When the judgment was entered in the state court on July 27, 1921, no further liability could exist on the part of Snyder under the supersedeas bond. There is no reason why this mortgage should not have been promptly released and satisfied of record, yet it was not actually satisfied until September 27, 1921, and the release was not filed until November 3, 1921. The mortgage to the Elmwood Bank made prior to the date of the contract of sale was payable May 1, 1920, so that plaintiff could have paid and caused the satisfaction thereof at any time after May 1, 1920, but this mortgage was not released until December 2, 1921, and the release was not recorded until December 6, 1921. No reason appears why the plaintiff could not have paid his attorneys and secured a release of their lien at any time after the entry of judgment in his favor, and yet their lien was not released until November 29, 1921, and the release was not filed until December 6, 1921.

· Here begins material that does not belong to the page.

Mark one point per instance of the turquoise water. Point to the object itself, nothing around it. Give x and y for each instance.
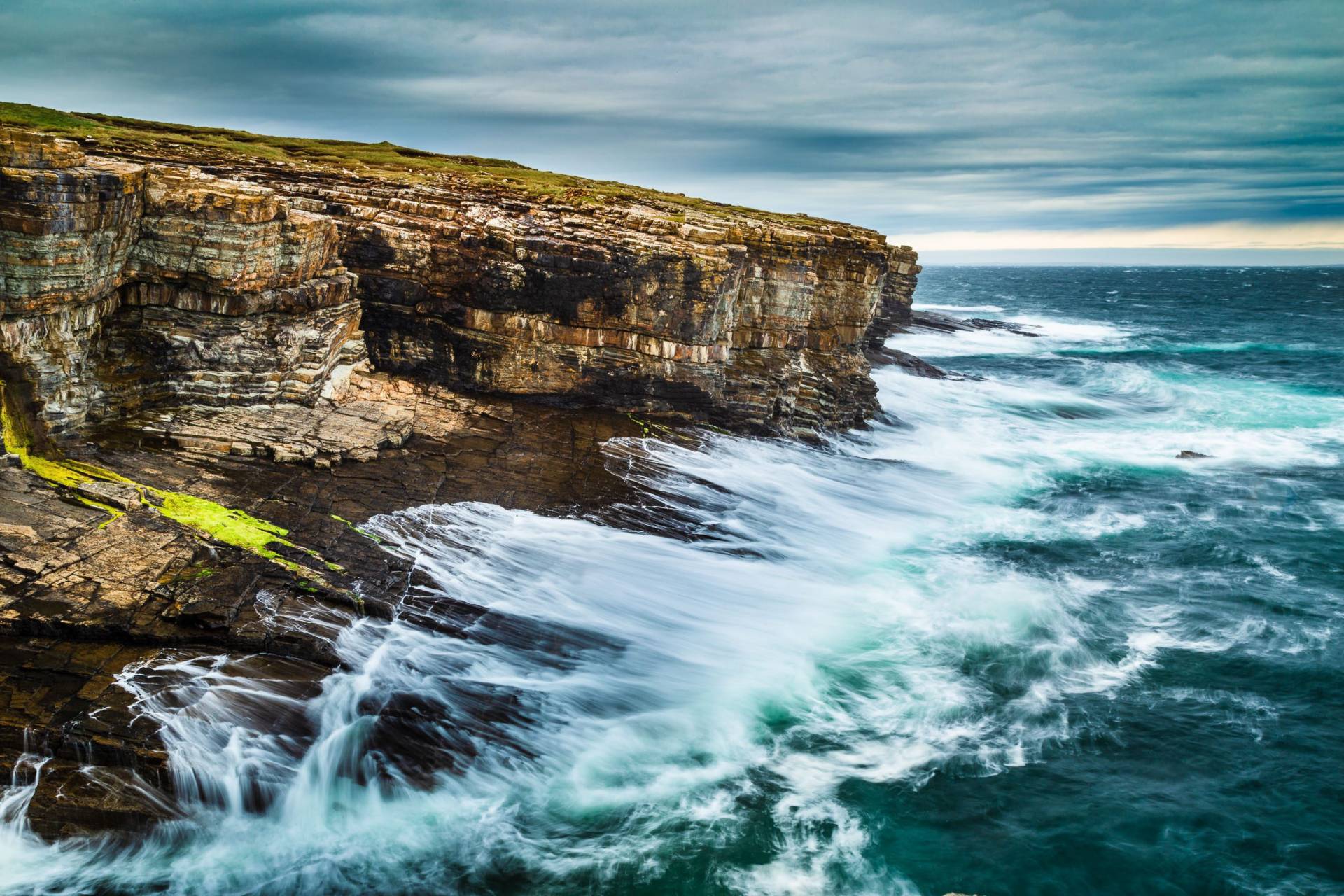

After a delay of almost two years occasioned by the litigation in the state court, which was finally ended on July 27, 1921, plaintiff was certainly required to act with dispatch in the performance of his part of the contract. A delay from July 27th to December 6th, 1921, in bringing about the release of two mortgage deeds and of the attorney’s lien and the completion of the abstract and tender of the same in our opinion was a failure to act within a reasonable time which amounted to a breach of the contract and discharged the defendant from further liability thereunder if he so elected.

[2] Where there is no dispute as to the facts as in this case, the question of whether or not plaintiff tendered performance -within a reasonable time was a question of law for the court. Kiser v. Denney, 99 Neb. 3, 154 N. W. 835; Williams v. Powell, 101 Mass. 467, 3 Am. Rep. 396; Lewis v. Worrell, 185 Mass. 572, 71 N. E. 73; Kleeb v. Long-Bell Lumber Co., 27 Wash. 648, 68 Pac. 202.

[3] Plaintiff contends, however, that the defendant because of his statement made at the time of the tender is precluded from urging this failure as a defense.

In the case of Railway Co. v. McCarthy, 96 U. S. 258, 24 L. Ed. 693, the Supreme Court of the United States said:

“Where a party gives a reason for his conduct and decision touching any thing involved in a controversy, he cannot, after litigation has begun, change his ground, and put his conduct upon another and a different consideration. He is not permitted thus to mend his hold. He is estopped from doing it by a settled principle of law.”

This principle of law is well settled, but it has no application in the instant case. Defendant in effect said because of the delay, he had theretofore burned up his contract and notified the agent, and that after this long delay he should not be called upon to take the land when it had depreciated greatly in value. Defendant was not a lawyer, and he *709was not called upon to couch his refusal in legal phraseology. What he said was not susceptible of the construction that he refused to accept solely because of the depreciation of the value of the land, and was not inconsistent with the defense of failure to perform within a reasonable time.

It is therefore our opinion that the trial court correctly directed a verdict and the judgment is affirmed.